In a resolution signed by CAB Executive Director Carmello Arcilla, the agency found the platform in violation of its fare regulations under Republic Act No. 776, or the Civil Aeronautics Act.
Under the law, CAB enforces ceilings on airfare prices in the country to keep them reasonable for consumers.
In AirAsia MOVE’s defense, it previously argued that it “does not manually set or manipulate airfares.”
As an online travel agency, the platform noted that its pricing data is provided by its authorized upstream suppliers, including third-party aggregators and global distribution systems.
The discrepancies in pricing were attributed to “temporary data synchronization issues with flight pricing partners.”

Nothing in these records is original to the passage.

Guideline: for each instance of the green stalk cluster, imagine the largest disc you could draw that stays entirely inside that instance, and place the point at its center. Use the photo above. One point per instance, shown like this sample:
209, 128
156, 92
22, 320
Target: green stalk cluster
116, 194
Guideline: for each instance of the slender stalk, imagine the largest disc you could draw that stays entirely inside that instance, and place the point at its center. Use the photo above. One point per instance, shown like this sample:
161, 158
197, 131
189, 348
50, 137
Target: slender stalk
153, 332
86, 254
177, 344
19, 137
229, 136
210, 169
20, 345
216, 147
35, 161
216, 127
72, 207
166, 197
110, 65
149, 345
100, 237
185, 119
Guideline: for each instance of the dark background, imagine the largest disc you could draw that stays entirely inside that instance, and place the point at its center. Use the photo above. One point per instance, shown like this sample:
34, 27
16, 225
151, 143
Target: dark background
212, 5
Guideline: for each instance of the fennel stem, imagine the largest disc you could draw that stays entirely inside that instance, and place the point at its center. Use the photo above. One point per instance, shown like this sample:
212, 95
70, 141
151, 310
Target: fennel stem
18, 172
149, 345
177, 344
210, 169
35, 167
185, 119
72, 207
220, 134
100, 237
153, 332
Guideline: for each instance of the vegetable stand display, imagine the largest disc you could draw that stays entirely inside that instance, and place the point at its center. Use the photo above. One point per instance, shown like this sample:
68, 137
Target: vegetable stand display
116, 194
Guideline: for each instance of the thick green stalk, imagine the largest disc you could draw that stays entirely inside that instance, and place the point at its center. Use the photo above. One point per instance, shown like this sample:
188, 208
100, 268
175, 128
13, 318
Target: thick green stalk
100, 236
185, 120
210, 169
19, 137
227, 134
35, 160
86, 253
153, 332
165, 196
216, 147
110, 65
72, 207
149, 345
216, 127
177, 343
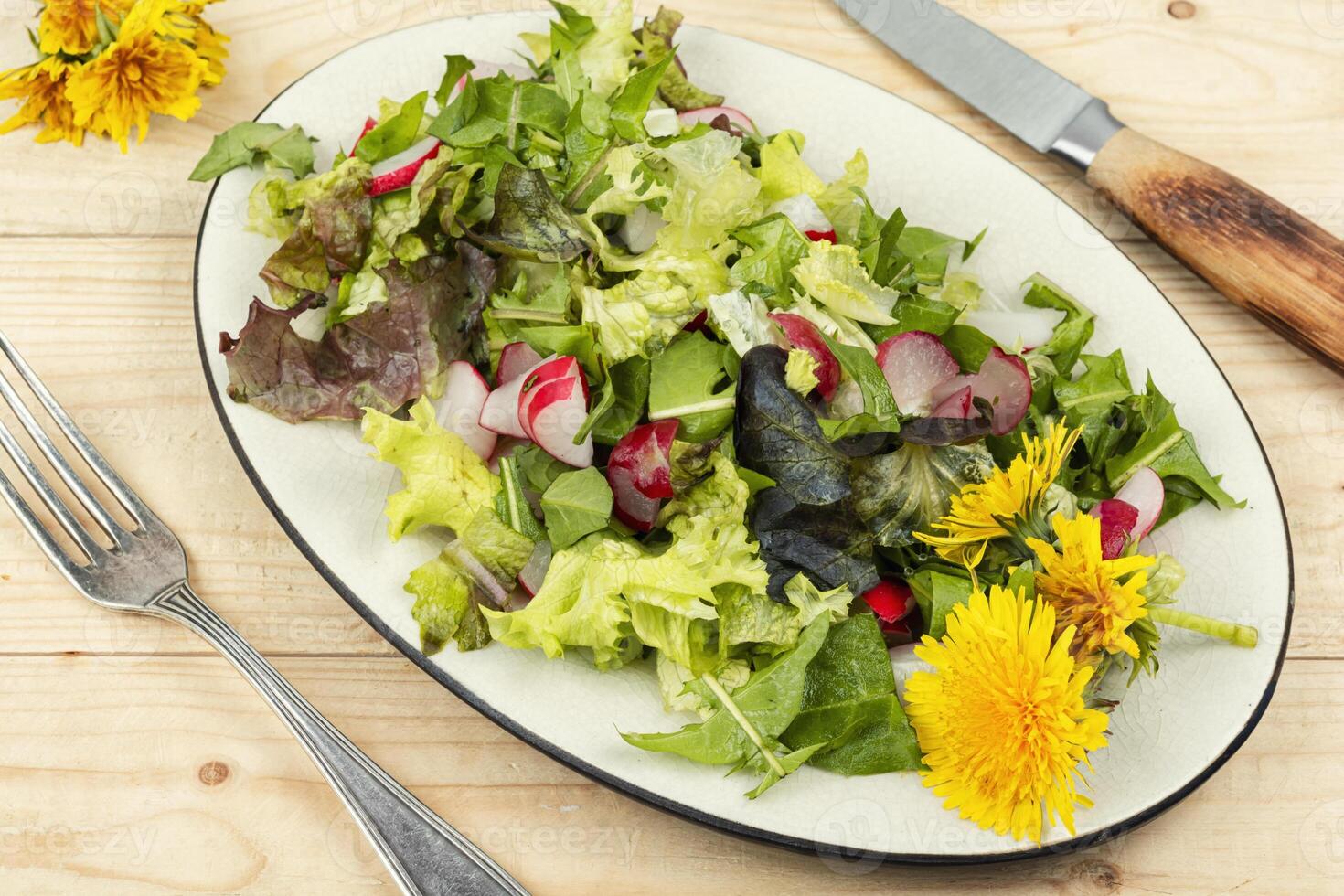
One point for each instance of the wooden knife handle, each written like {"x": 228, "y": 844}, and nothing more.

According to AirAsia MOVE, these issues were not isolated to the platform as it also affected the likes of Agoda, Kiwi.com, and Traveloka.
In response, the CAB explained that these fare anomalies do not exempt AirAsia MOVE from liability as it engages in the public offering of air transportation services to Philippine consumers, which is bound by the regulator’s policies.
During an internal investigation, AirAsia MOVE found that no booking transaction was made and likely no passengers were affected by the reported high airfares.
Other than facing intense public scrutiny, AirAsia MOVE did not gain any commission out of the fares in question. We immediately asked our third-party suppliers to provide a written explanation to ensure full clarity on the issue, AirAsia MOVE Chief Executive Officer Nadia Omer earlier said.
However, the CAB asserted that displaying such fares could mislead consumers into believing that such fares are legitimate.
To recall, the reported surge in airfares coincide with the state of emergency across various areas in Eastern Visayas due to the rehabilitation of the San Juanico Bridge, which resulted in load restrictions.
Dizon earlier floated that the booking platform may have taken advantage of the crisis involving the movement of goods and people.
In a statement, the DOTr commended the CAB for its swift action in penalizing AirAsia MOVE.
“The ₱6 million penalty imposed on AirAsia MOVE sends a clear message: the government will not tolerate any form of abuse to Filipino passengers,” the agency said.
“The DOTr will continue to protect the rights of the commuting public and to hold accountable those who violate established consumer protection regulations,” it added.
The Malaysia-based AirAsia MOVE is an affiliate of budget carrier AirAsia Philippines.